Overall I like what I see with your prototype and look forward to seeing you take it to production.

Happy to Help,
Marcus :slight_smile:

Thanks Marcus.
GPS - the internal antenna works fine inside a car (the original deployment scenario) when the bag is sat upright on a passenger seat (which is the preferred orientation for best cellular signal acquisition). It also works when wearing the backpack of course out and about. I did think about adding an external GPS antenna connection, and even knocked up a custom antenna RF switching PCB to enable the choice of internal or external gps connections with a latching button press but I ran out of time to thoroughly test this so chickened out.

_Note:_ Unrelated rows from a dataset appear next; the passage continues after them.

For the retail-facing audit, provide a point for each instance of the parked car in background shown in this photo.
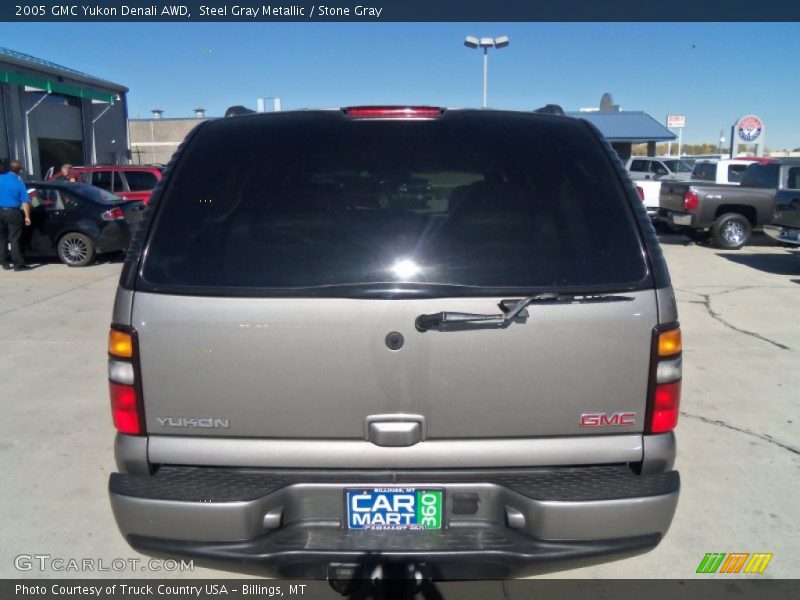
(76, 222)
(466, 370)
(725, 171)
(726, 213)
(127, 182)
(785, 223)
(659, 167)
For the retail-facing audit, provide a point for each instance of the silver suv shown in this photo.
(384, 336)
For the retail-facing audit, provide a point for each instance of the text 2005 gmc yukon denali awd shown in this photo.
(380, 335)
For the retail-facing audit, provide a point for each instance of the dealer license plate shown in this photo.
(394, 508)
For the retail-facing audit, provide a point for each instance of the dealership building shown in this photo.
(51, 115)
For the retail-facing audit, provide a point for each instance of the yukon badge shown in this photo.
(206, 423)
(608, 420)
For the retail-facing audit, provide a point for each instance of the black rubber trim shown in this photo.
(210, 484)
(482, 552)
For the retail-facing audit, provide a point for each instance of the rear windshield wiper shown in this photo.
(511, 310)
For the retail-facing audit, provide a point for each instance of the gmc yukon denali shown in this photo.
(388, 337)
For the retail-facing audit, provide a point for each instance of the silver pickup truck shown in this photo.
(729, 214)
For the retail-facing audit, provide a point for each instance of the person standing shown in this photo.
(14, 209)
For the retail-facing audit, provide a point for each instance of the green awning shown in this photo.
(56, 87)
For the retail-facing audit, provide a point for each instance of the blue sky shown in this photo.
(712, 73)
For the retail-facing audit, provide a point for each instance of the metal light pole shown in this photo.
(486, 43)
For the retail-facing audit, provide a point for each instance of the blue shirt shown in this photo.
(13, 193)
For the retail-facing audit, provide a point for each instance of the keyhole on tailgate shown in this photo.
(394, 341)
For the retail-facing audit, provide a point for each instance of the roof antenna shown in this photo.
(550, 109)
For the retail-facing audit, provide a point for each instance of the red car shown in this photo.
(127, 182)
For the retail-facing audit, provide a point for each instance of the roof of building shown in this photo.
(627, 126)
(31, 62)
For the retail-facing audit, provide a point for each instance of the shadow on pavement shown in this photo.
(777, 264)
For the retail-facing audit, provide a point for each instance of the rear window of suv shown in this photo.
(306, 203)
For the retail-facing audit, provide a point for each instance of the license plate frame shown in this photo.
(394, 508)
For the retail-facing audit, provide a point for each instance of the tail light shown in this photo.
(114, 214)
(690, 201)
(663, 403)
(393, 112)
(124, 382)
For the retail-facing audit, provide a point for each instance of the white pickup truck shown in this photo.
(724, 171)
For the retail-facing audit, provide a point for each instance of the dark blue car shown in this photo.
(77, 222)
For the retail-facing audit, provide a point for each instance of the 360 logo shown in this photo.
(736, 562)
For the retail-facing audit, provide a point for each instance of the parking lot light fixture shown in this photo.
(486, 43)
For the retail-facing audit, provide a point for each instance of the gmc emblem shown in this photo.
(607, 420)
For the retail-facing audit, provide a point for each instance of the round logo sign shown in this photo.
(749, 128)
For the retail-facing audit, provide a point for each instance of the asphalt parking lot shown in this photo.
(739, 452)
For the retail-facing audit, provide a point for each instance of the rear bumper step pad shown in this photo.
(491, 552)
(208, 484)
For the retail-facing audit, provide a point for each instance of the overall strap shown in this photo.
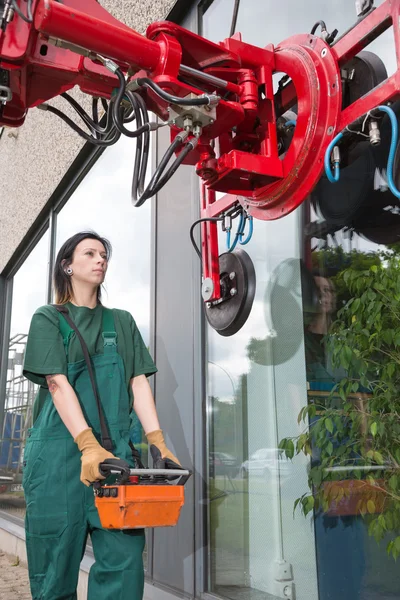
(65, 330)
(105, 434)
(108, 331)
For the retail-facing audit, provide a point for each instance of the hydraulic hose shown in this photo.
(204, 99)
(393, 146)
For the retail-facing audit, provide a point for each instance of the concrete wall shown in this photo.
(34, 158)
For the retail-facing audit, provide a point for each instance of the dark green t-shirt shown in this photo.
(45, 352)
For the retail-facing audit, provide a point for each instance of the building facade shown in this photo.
(226, 404)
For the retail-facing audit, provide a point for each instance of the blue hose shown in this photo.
(250, 234)
(333, 178)
(238, 234)
(393, 145)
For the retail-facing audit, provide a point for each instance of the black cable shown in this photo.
(195, 246)
(138, 201)
(199, 101)
(95, 110)
(90, 123)
(27, 19)
(144, 158)
(189, 146)
(105, 105)
(83, 134)
(29, 10)
(118, 113)
(318, 24)
(234, 17)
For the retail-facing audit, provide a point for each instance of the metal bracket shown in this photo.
(202, 115)
(5, 94)
(363, 7)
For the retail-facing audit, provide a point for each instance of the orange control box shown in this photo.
(139, 506)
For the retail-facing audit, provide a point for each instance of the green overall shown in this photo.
(60, 510)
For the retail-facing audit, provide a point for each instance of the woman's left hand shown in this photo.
(156, 438)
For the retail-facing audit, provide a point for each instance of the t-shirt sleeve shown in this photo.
(45, 352)
(142, 362)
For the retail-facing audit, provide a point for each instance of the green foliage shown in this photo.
(358, 426)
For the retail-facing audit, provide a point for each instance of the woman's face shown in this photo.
(89, 262)
(327, 294)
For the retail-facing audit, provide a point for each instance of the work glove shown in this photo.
(92, 455)
(156, 438)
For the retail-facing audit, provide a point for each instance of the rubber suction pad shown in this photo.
(238, 287)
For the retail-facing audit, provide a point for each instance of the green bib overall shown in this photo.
(60, 510)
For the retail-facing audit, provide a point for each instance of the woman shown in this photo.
(63, 453)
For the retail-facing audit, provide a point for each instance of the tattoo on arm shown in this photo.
(52, 384)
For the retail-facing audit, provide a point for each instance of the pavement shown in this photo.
(14, 581)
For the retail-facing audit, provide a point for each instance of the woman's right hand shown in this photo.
(92, 455)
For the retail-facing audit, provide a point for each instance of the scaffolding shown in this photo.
(19, 397)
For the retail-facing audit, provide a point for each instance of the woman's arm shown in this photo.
(67, 404)
(145, 408)
(68, 407)
(143, 403)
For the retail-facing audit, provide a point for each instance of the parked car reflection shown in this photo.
(266, 462)
(222, 463)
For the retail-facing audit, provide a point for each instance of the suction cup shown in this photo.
(238, 287)
(360, 200)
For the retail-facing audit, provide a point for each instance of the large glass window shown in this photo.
(29, 292)
(283, 362)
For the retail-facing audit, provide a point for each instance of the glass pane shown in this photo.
(29, 292)
(282, 362)
(102, 203)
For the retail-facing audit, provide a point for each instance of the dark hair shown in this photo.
(62, 282)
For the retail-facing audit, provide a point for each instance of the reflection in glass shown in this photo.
(261, 459)
(29, 292)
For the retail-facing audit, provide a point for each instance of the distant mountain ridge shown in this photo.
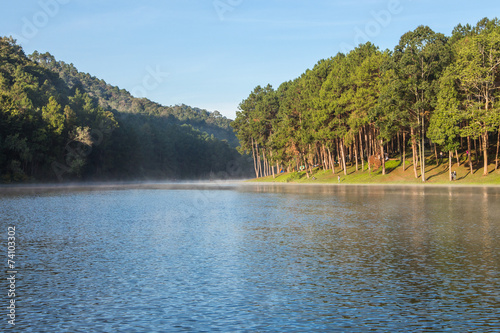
(113, 98)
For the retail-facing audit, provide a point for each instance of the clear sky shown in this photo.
(212, 53)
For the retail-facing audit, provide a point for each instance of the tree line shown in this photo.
(431, 92)
(51, 130)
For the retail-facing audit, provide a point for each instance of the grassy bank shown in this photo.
(435, 173)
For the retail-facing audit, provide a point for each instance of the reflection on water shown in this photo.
(258, 258)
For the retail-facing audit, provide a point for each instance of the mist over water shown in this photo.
(232, 257)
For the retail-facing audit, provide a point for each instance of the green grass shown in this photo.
(435, 174)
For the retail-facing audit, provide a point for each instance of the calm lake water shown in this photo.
(168, 258)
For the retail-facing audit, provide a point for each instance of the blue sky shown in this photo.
(212, 53)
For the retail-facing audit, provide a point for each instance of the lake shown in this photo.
(253, 258)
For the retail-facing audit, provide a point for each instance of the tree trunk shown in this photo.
(361, 151)
(469, 159)
(332, 163)
(404, 150)
(254, 160)
(356, 153)
(343, 156)
(338, 154)
(422, 159)
(414, 151)
(450, 156)
(498, 146)
(383, 156)
(435, 153)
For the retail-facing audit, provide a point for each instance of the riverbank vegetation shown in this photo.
(58, 124)
(432, 95)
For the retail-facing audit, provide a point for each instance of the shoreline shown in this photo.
(207, 185)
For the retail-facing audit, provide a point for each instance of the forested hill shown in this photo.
(52, 129)
(431, 93)
(113, 98)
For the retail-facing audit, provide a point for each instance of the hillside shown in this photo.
(113, 98)
(57, 127)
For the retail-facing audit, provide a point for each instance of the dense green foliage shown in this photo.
(59, 124)
(112, 98)
(430, 91)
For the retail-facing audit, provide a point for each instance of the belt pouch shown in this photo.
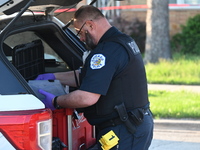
(137, 116)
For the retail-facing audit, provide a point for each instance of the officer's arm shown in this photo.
(77, 99)
(67, 78)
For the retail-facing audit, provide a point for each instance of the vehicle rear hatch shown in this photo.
(9, 7)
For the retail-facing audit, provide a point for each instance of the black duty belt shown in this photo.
(116, 121)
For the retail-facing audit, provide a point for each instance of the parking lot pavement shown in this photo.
(176, 135)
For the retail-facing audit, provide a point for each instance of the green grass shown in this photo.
(182, 69)
(181, 104)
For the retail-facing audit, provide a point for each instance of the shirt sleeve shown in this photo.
(102, 66)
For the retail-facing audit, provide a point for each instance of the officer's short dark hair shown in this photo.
(88, 12)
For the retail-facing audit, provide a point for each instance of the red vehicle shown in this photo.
(33, 41)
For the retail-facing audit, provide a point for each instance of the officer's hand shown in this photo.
(46, 76)
(48, 99)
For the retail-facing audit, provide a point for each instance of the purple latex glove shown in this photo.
(48, 99)
(46, 76)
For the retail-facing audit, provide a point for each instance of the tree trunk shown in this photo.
(157, 31)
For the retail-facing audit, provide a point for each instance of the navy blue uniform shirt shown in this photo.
(103, 63)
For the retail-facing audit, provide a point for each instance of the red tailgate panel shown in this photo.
(76, 134)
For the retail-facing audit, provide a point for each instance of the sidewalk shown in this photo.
(176, 134)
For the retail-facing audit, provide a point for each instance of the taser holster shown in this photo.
(121, 109)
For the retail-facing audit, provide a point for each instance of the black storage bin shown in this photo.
(29, 59)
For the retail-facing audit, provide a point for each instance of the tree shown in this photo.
(157, 31)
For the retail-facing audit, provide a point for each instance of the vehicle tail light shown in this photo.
(45, 134)
(27, 130)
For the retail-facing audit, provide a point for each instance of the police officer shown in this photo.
(113, 90)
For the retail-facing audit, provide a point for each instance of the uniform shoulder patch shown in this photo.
(97, 61)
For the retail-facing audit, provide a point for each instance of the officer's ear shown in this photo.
(91, 25)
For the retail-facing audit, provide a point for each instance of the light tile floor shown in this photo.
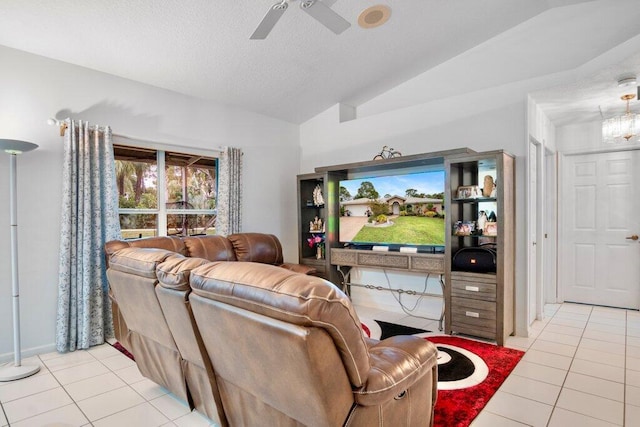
(581, 368)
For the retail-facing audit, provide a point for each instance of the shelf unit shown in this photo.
(480, 304)
(307, 212)
(329, 212)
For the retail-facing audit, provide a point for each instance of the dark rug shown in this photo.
(469, 372)
(122, 350)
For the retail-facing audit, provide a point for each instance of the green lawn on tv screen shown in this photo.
(405, 230)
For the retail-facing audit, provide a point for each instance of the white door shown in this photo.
(600, 261)
(532, 222)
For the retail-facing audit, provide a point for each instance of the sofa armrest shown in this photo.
(299, 268)
(396, 364)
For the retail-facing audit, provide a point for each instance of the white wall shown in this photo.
(33, 88)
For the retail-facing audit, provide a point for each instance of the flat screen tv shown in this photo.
(401, 210)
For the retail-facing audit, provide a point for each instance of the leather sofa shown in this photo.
(250, 343)
(251, 247)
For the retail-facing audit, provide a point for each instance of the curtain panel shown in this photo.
(89, 220)
(229, 206)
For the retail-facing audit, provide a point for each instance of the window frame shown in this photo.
(161, 212)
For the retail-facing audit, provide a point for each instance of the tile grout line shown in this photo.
(570, 364)
(65, 390)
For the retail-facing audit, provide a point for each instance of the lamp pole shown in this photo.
(17, 371)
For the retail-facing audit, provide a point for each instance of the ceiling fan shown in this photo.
(317, 9)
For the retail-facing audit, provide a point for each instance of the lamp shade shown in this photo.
(14, 146)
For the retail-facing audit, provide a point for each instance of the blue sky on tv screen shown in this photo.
(397, 185)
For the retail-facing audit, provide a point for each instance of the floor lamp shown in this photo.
(17, 370)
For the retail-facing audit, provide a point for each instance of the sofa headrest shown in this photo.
(174, 244)
(257, 247)
(291, 297)
(174, 272)
(212, 248)
(140, 261)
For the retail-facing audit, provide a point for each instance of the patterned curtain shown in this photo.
(89, 220)
(229, 206)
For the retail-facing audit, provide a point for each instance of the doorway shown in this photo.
(535, 209)
(600, 251)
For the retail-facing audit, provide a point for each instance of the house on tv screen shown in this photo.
(397, 205)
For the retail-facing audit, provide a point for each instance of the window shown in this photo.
(183, 204)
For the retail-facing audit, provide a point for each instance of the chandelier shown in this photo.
(621, 128)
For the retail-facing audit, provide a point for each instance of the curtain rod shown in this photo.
(152, 144)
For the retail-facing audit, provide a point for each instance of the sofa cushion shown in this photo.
(174, 272)
(174, 244)
(291, 297)
(257, 247)
(140, 262)
(212, 248)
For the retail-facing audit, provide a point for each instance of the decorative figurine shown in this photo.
(488, 186)
(318, 199)
(482, 220)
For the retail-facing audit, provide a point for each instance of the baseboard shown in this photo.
(29, 352)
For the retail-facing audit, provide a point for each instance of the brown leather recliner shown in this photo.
(288, 350)
(256, 247)
(161, 334)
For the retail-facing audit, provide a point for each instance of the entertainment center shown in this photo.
(477, 215)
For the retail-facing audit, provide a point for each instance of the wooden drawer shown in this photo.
(474, 277)
(473, 289)
(474, 317)
(344, 257)
(431, 264)
(383, 260)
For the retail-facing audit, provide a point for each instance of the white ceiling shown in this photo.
(202, 48)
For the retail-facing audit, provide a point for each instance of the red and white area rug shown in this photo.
(469, 372)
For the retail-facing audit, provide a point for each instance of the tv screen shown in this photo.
(397, 210)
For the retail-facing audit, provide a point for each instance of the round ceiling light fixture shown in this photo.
(374, 16)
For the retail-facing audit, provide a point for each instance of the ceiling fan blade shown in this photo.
(269, 21)
(326, 16)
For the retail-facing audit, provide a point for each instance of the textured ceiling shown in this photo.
(202, 47)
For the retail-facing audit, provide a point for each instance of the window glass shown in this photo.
(147, 209)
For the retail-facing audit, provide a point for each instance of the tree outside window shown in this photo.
(185, 202)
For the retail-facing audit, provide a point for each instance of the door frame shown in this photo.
(534, 231)
(562, 243)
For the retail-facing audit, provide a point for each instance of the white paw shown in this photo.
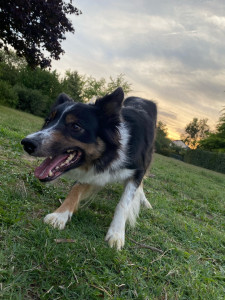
(58, 220)
(115, 238)
(145, 202)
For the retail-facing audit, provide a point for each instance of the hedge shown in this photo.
(210, 160)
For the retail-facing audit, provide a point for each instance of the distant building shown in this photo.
(180, 144)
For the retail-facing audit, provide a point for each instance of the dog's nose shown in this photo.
(29, 145)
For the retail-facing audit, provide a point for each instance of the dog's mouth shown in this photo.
(53, 167)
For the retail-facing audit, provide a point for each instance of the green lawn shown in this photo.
(187, 224)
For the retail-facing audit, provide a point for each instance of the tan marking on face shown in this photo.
(71, 119)
(92, 151)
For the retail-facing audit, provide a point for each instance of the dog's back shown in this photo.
(140, 116)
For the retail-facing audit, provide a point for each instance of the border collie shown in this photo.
(109, 141)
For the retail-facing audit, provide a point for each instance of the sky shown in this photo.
(171, 51)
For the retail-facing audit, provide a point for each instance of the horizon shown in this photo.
(171, 52)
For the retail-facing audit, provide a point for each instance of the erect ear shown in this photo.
(62, 98)
(111, 104)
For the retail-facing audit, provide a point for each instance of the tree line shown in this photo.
(197, 135)
(34, 90)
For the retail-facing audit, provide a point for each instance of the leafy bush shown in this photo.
(32, 101)
(8, 96)
(209, 160)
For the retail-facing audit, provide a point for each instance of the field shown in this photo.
(38, 262)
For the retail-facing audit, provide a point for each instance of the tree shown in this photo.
(215, 141)
(33, 27)
(162, 143)
(195, 131)
(99, 88)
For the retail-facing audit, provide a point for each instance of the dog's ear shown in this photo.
(111, 104)
(62, 98)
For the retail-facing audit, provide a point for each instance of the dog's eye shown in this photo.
(76, 127)
(47, 121)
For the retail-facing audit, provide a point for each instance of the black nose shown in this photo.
(29, 145)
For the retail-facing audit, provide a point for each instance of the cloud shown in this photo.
(171, 51)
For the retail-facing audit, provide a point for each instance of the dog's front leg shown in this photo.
(116, 233)
(61, 215)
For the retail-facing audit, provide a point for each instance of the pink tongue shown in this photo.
(47, 165)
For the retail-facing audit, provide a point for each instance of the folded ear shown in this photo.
(111, 104)
(62, 98)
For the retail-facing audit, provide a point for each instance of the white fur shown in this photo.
(45, 134)
(58, 220)
(122, 151)
(114, 173)
(116, 233)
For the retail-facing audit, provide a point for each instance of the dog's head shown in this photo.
(76, 135)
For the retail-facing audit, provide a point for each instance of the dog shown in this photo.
(109, 141)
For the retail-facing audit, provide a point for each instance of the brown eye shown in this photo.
(76, 127)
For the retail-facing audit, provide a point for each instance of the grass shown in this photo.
(187, 224)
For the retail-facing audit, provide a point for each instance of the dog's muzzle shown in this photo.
(29, 145)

Heat - yes the Transits run hot. The thermal design includes vents top middle and bottom to encourage convection and multiple internal panels designed to increase surface area and conduct the heat away from the Transit. The preference is to run it with the top of the bag unzipped, but even with it closed - in UK climates at least, the top of the enclosure consistently sits at 19-20 °C (the bottom runs a little warmer). I have a newer prototype with active temperature controlled cooling on the workbench at the moment where I have butchered a laptop cooler to exhaust hot air from the top of the bag with a vent cut into the bottom. However in this initial deployment the customer (a high worth individual) wanted to choose their own bag (I suspect my ‘amazon special’ wasn’t visually appealing enough).

XLR DC power - yes you’re right, it should be 4 pin, had a bunch of 3 pin XLRs kicking about so used those on this build for the sake of speed.